I watch the jury as our clients’ records are read: if they had to reach a verdict this very moment, we couldn’t get a bet down in Vegas in our favor.
BUT THAT WAS YESTERDAY and today’s a clean slate. I cannot feign false modesty: we are conducting a brilliant defense. We’re dazzling them with footwork, dancing all over that courtroom. We’re witty, charming, we have our facts at our fingertips, we’re playing our witnesses like they’re priceless Stradivarii. We dovetail beautifully, each following up on the others’ presentations
like a Marine Corps drill team. We have dozens of witnesses, we make sure each one’s testimony is thoroughly covered in our offices and utilized to maximum advantage in the courtroom.
We’re following the bikers’ comings and goings from the time they first hit Santa Fe until the time they left, and beyond, when the body was discovered. Almost every hour is accounted for, in many cases down to the minute.
The night in question, and the morning after, is the critical time. Several witnesses, each independent of the others, including the bartender and the manager, testify that was the only night the bikers were in the bar.
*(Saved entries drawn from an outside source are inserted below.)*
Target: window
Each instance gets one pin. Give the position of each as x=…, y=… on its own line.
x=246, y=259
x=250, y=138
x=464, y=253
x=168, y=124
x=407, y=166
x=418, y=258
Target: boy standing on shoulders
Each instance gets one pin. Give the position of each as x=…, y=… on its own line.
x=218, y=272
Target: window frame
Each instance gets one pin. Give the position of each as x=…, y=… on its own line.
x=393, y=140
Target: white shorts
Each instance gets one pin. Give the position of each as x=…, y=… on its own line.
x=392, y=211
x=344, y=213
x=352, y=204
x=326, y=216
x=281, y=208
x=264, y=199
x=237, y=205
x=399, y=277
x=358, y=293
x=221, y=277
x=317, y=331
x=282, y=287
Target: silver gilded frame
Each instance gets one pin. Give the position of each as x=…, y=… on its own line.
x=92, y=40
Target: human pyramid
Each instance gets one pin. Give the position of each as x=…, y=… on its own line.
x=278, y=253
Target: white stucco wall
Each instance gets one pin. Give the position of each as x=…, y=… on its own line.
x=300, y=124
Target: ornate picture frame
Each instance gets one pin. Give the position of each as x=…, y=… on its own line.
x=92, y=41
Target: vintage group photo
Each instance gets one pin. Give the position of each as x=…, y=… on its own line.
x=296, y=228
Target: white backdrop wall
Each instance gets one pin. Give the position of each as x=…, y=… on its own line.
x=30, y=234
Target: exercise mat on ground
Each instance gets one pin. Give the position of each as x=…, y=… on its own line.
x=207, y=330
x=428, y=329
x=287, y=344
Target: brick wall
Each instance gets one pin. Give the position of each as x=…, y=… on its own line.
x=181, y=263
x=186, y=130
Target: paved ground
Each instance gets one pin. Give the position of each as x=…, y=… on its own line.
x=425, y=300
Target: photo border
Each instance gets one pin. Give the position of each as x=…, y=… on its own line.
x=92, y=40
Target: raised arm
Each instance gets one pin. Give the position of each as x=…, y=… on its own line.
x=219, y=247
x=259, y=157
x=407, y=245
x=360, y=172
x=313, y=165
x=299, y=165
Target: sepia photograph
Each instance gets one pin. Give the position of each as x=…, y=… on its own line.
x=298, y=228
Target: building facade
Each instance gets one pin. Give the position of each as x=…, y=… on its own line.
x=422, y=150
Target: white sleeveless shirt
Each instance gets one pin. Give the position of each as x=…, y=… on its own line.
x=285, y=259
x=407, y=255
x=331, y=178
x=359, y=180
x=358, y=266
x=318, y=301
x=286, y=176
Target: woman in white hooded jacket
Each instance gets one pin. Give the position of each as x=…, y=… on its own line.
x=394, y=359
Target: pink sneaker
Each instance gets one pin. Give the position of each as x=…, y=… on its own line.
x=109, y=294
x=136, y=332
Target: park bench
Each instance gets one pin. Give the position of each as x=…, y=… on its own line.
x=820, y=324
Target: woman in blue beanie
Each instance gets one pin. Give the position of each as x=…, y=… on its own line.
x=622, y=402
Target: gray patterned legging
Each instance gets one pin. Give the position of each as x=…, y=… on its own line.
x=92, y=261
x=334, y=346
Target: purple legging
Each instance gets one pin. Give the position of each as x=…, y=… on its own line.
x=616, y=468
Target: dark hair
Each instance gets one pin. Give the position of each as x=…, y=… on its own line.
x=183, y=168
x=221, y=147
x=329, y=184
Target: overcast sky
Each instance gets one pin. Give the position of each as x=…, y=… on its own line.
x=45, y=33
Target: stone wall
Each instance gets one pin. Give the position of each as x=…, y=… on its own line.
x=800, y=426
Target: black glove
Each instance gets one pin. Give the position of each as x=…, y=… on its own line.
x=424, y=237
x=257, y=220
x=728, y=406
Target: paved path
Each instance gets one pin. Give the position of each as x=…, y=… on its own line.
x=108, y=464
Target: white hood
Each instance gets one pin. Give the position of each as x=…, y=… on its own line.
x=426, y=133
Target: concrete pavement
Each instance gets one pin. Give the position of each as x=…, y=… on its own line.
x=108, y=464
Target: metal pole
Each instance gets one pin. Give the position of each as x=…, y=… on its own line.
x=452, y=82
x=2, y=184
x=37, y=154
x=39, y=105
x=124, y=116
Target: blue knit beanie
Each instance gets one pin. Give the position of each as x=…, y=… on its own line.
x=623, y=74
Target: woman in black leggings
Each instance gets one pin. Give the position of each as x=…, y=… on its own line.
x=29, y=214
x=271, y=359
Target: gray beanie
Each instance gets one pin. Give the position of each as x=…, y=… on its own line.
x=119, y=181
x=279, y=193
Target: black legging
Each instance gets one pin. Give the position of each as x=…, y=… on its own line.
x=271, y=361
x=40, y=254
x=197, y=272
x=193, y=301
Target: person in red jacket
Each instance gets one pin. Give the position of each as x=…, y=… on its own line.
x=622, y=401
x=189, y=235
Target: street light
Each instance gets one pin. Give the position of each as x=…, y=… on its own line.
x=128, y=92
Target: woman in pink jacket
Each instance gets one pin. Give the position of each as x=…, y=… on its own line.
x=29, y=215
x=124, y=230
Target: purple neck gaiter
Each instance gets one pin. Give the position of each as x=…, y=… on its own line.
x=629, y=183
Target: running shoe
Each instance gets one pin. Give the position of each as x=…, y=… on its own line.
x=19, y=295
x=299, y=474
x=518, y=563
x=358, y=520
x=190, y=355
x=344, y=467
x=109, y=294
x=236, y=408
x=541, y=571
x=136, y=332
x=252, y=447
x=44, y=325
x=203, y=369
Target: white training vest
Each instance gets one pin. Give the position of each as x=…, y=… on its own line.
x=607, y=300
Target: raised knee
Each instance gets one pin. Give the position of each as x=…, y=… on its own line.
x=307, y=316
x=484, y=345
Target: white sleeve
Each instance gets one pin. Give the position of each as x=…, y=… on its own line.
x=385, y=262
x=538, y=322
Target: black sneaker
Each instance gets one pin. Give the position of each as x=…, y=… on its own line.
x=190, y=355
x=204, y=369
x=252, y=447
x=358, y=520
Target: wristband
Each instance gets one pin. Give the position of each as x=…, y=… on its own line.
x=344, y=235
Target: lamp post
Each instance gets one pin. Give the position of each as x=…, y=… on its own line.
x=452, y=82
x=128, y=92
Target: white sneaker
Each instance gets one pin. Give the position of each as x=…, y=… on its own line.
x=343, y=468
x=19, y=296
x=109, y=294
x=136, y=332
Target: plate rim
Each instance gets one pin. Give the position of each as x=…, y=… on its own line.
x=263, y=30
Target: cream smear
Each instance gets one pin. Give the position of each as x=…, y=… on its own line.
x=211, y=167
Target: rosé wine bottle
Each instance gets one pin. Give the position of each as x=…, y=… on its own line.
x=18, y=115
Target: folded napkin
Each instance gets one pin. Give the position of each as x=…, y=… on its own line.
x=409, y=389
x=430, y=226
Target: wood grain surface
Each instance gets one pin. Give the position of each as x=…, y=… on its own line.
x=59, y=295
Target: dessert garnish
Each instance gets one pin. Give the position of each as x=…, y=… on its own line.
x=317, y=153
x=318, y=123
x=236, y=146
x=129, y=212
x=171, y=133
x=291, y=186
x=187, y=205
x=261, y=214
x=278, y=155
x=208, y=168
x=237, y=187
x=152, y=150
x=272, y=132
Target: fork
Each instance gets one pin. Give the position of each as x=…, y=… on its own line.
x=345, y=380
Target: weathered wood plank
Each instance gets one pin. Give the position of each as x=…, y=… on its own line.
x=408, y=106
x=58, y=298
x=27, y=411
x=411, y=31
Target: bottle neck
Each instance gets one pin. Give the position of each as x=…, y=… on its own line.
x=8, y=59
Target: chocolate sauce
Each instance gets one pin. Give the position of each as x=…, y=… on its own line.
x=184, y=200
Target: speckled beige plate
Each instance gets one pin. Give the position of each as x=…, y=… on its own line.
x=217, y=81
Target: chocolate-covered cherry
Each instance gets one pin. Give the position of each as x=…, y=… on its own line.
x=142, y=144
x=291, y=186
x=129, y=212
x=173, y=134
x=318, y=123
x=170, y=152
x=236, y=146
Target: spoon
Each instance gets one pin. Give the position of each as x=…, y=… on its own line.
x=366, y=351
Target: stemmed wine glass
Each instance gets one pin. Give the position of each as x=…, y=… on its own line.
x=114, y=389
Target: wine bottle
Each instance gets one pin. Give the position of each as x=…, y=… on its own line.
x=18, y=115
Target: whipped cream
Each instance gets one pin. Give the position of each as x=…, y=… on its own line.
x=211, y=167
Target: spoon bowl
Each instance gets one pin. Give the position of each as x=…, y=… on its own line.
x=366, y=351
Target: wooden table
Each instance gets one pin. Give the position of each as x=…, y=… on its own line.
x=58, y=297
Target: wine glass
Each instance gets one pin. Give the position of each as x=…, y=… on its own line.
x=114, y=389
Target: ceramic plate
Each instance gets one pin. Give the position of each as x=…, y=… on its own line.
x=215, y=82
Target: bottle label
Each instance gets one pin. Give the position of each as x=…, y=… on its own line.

The witnesses are certain; you don’t forget characters like these four. They left at closing time, two o’clock in the morning; they closed the place. Rita Gomez went with them. There is absolutely no doubt, the witnesses tell the court, that they could have left earlier. Absolutely none.
One entire side of the front of the courtroom is filled with large flowcharts and blown-up maps on easels. They show time, place, distance from one area where the bikers were, or allegedly were, to another. We parade our witnesses, from the time the bikers left town, one after the other, a stack of alibis so thick you could strain your back lifting them: the kid that sold them the gasoline, Maggie from route 14, the bikers they partied with in Albuquerque. Scores of people who saw them, if only fleetingly. We introduce the receipts that tell where they were at any given time from the minute they rode out of Santa Fe. Every witness, every scrap of evidence that is useful is presented. We’ve covered this legal waterfront like a San Francisco fog.
Our defense goes into its second week. My co-defenders and I are the toast of the legal community. In the bars, clubs, and restaurants where lawyers congregate after hours we’re the main topic of conversation: how well we’re conducting our case. I’m on a high, floating, I’m electric, alive. I am the toughest motherfucker in the valley, my erstwhile partners are going to be crawling on their hands and knees to get me back in the firm when this trial’s over.
In my more reflective moments I know the feeling for what it is; ego gratification on a pretty shallow level. Yes, it’s nice to be admired and respected, but that can zip by quicker than a Nolan Ryan fastball. And what goes around comes around, all the trite and true sayings. I want to get back in the firm; I think. I want to see if there’s really something there with Mary Lou, away from the glamour of an important trial. I want to be loved and respected and rich. But what I really want is for my daughter not to be taken away from me, and for my clients to be found not guilty. And those are the two things I’m the least secure about.